Deubiquitinating enzymes (DUBs) are linked to cancer progression and dissemination, yet less is known about their regulation and impact on epithelial–mesenchymal transition (EMT). An integrative translational approach combining systematic computational analyses of The Cancer Genome Atlas cancer cohorts with CRISPR genetics, biochemistry and immunohistochemistry methodologies to identify and assess the role of human DUBs in EMT. We identify a previously undiscovered biological function of STAM-binding protein like 1 (STAMBPL1) deubiquitinase in the EMT process in lung and breast carcinomas.

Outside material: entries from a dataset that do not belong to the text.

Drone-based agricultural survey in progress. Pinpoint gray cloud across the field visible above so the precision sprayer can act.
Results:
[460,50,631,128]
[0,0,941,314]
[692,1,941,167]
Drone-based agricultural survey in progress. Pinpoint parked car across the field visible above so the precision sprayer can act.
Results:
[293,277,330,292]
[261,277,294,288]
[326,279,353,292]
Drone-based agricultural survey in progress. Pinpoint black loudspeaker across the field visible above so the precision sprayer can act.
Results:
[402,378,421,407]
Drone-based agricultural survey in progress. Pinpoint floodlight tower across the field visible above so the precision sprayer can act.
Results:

We show that STAMBPL1 expression can be regulated by mutant p53 and that its catalytic activity is required to affect the transcription factor SNAI1. Accordingly, genetic depletion and CRISPR-mediated gene knockout of STAMBPL1 leads to marked recovery of epithelial markers, SNAI1 destabilisation and impaired migratory capacity of cancer cells. Reversely, STAMBPL1 expression reprogrammes cells towards a mesenchymal phenotype. A significant STAMBPL1-SNAI1 co-signature was observed across multiple tumour types. Importantly, STAMBPL1 is highly expressed in metastatic tissues compared to matched primary tumour of the same lung cancer patient and its expression predicts poor prognosis. Our study provides a novel concept of oncogenic regulation of a DUB and presents a new role and predictive value of STAMBPL1 in the EMT process across multiple carcinomas.